Demographic and use variables regarding information about particular portal features
were collected with a standardized questionnaire including open-ended and closed
questions from June to October 2002. All but two respondents were users of public Web
portals. A second phase consisted of eight tape-recorded focus groups with 42
participants. In addition, 39 individual follow-up interviews were conducted. The
questionnaire data were analyzed using Chi-Square (α = 0.05) to test hypotheses for
statistical significance. The focus groups, interviews, and open-ended questions were
content analyzed and identified a variety of problems that undergraduates faced using
portals.
The study provides empirical data about undergraduates’ characteristics, e.g.,
gender, major, classification, GPA, computer and network experience, times of portal
use, and use of personalization in relation to the use of public Web portals and the possession of personal home pages. The study sheds light on why and how
undergraduates seek information on public Web portals, what they do on these sites, and
reasons for using and not using portals and particular portal features.
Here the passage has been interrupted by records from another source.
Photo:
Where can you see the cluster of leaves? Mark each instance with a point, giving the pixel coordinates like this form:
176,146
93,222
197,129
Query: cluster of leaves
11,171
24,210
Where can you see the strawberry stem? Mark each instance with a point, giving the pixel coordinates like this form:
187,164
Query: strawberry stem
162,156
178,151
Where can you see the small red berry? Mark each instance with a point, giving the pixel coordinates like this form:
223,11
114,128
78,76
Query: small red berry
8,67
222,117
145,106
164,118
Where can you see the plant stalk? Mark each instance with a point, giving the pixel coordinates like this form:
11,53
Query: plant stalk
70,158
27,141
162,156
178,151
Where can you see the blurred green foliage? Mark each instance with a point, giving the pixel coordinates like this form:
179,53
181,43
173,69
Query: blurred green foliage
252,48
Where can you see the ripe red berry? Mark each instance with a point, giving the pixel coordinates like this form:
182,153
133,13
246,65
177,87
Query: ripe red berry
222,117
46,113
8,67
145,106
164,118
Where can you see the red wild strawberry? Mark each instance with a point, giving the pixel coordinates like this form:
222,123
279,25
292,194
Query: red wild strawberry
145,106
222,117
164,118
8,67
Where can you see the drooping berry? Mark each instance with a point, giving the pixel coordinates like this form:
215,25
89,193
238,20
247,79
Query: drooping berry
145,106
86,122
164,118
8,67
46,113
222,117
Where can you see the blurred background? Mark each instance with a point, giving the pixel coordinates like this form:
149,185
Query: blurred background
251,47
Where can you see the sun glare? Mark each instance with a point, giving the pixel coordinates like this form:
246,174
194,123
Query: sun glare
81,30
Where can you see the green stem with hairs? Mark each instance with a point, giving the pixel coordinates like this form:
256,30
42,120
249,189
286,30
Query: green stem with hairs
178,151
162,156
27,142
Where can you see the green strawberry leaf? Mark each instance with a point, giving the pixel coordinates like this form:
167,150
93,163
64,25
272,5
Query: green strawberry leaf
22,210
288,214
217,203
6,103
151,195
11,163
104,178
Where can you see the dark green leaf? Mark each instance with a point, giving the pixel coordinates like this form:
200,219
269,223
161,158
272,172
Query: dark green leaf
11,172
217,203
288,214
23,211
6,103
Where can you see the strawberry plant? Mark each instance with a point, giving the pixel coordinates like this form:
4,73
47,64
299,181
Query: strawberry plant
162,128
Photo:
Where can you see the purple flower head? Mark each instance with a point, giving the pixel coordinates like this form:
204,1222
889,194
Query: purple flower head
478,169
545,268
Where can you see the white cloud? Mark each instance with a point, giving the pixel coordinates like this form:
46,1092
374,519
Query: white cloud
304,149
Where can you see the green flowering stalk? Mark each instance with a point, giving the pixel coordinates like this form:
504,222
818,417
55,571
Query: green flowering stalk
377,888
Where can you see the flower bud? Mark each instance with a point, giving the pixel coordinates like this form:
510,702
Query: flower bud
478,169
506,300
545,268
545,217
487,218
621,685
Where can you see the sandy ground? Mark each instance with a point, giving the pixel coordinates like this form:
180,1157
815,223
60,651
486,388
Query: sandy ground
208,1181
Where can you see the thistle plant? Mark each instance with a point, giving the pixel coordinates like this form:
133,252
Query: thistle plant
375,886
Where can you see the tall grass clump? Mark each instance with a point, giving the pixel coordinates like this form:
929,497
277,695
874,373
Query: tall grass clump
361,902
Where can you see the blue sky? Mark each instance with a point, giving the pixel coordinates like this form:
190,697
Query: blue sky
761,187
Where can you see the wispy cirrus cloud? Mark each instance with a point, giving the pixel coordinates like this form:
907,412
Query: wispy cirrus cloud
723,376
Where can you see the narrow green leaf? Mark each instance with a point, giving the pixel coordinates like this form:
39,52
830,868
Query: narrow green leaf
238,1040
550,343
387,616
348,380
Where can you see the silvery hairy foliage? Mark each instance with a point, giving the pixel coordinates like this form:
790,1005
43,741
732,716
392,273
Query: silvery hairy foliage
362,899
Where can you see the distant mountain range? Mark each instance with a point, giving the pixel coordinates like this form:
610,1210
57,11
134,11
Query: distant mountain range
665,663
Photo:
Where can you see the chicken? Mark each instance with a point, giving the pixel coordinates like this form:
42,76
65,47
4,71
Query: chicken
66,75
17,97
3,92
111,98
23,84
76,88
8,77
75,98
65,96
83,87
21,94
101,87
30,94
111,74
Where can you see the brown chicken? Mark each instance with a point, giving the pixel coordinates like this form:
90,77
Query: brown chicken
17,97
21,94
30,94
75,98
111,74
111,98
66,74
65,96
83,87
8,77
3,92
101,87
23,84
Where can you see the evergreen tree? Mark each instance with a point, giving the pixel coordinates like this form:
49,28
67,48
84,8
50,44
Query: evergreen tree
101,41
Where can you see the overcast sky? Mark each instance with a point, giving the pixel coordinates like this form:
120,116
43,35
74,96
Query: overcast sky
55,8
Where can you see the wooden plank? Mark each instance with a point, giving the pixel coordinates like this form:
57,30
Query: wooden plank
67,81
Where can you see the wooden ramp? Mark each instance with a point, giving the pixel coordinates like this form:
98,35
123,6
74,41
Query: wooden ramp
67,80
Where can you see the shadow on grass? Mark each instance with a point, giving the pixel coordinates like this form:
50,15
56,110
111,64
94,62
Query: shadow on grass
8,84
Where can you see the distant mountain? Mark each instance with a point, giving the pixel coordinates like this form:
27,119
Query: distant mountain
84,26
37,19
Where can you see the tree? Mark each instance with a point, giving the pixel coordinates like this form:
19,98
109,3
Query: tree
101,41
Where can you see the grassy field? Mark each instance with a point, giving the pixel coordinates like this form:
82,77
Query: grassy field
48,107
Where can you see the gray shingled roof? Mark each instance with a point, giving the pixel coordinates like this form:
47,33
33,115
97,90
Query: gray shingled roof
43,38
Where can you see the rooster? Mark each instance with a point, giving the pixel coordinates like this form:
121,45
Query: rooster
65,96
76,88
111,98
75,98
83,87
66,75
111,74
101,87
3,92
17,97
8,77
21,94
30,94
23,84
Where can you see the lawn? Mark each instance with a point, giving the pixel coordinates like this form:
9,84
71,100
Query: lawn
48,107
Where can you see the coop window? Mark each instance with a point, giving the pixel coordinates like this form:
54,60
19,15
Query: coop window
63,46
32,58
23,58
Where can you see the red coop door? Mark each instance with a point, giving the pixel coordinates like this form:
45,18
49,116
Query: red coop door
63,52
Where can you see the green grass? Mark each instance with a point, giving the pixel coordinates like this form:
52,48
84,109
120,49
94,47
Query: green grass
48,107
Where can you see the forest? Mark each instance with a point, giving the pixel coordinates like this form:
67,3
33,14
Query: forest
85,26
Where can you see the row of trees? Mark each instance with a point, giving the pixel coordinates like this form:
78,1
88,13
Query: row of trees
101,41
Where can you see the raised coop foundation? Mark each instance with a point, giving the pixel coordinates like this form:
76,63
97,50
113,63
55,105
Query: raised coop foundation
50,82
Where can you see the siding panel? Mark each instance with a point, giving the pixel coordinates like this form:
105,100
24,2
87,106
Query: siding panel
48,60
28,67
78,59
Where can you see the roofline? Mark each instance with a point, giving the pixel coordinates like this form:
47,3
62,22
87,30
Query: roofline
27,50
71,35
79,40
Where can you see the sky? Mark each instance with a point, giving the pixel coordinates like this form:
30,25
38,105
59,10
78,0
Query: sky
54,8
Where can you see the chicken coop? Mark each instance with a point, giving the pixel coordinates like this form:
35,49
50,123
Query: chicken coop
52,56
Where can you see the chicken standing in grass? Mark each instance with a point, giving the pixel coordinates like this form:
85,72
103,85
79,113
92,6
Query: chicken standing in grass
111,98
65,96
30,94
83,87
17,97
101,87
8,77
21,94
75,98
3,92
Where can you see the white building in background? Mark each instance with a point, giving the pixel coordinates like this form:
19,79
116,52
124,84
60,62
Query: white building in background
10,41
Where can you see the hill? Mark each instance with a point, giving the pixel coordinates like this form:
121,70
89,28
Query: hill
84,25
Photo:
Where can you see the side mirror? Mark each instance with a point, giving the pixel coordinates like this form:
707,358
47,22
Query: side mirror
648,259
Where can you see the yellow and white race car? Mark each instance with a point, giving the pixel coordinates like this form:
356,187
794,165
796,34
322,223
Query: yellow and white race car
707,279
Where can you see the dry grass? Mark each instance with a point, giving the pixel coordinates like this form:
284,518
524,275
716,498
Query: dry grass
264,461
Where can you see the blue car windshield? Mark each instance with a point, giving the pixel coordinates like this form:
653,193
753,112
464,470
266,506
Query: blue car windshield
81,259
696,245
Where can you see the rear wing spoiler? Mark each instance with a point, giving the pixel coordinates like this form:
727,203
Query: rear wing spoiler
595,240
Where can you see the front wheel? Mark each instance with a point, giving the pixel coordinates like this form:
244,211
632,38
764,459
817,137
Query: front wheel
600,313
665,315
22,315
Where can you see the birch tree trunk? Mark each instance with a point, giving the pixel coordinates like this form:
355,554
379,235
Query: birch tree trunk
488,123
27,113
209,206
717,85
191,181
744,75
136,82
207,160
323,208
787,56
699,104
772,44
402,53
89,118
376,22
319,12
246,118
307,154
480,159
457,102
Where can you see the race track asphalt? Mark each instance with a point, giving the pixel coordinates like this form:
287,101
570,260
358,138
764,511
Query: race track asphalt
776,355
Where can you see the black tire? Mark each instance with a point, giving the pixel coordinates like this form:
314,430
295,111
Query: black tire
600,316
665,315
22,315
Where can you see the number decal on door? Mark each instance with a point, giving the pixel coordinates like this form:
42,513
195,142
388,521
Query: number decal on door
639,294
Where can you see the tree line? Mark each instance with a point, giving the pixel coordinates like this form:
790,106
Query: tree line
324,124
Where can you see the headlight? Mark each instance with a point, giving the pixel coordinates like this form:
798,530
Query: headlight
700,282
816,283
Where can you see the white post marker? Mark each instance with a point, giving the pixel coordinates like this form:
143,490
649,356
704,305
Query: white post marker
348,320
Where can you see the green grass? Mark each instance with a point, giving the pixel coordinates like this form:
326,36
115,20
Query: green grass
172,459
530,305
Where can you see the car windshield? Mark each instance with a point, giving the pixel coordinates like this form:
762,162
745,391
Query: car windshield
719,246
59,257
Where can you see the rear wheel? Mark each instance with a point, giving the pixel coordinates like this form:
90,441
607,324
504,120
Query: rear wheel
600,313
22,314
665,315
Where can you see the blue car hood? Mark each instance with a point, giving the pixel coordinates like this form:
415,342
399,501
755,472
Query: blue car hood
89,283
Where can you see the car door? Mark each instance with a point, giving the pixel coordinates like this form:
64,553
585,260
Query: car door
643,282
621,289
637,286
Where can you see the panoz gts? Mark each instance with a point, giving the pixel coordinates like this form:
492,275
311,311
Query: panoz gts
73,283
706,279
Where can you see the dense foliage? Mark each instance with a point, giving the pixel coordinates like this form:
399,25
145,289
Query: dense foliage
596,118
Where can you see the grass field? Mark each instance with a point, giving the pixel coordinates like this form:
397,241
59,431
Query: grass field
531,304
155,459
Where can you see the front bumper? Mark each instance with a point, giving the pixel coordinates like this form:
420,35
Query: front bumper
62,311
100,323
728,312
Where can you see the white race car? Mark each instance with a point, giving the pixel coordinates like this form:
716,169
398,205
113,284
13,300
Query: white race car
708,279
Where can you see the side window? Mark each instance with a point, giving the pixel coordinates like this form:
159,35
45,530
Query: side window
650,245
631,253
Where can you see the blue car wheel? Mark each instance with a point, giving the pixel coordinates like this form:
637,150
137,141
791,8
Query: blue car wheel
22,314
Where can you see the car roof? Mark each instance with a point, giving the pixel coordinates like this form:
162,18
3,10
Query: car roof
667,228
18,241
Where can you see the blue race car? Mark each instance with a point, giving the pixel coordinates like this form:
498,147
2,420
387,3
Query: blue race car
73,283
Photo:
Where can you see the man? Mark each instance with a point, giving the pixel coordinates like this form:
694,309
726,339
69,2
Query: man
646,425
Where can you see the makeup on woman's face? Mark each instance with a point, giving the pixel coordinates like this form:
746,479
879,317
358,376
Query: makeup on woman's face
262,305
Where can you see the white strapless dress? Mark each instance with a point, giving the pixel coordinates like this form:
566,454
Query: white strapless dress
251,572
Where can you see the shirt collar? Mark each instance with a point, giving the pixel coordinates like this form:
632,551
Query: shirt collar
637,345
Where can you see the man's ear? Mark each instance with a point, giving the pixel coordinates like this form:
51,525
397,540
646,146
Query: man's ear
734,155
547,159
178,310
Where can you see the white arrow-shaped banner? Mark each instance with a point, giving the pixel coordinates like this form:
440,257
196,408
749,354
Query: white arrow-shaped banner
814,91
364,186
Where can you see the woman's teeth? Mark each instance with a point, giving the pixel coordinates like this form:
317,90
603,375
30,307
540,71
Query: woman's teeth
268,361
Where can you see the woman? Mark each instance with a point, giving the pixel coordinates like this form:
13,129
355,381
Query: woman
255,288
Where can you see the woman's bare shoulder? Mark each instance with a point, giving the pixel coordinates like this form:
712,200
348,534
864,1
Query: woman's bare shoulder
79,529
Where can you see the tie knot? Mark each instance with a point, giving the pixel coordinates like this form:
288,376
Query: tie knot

According to the introduced Popularity Index of Public Web Portals, Yahoo! and
MSN were the most popular portals, while searches, e-mail, world and national news
were the most popular features for undergraduates using these sites. About 50% of the
participants used personalization. Personalizers used portals to a greater extent and were
satisfied. Lack of personalization and other factors were a reason for limited use of
portals. Demographic variables such as gender, age, and major did not show statistical
significance for the use of public Web portals, while use variables such as Internet access
at home, frequency of portal use, and the possession of a personal home page showed
significant relationships. Frequent redesign, privacy concerns, and unsolicited
advertising were among reasons for limited use.
The study’s results contribute to a better understanding of undergraduates’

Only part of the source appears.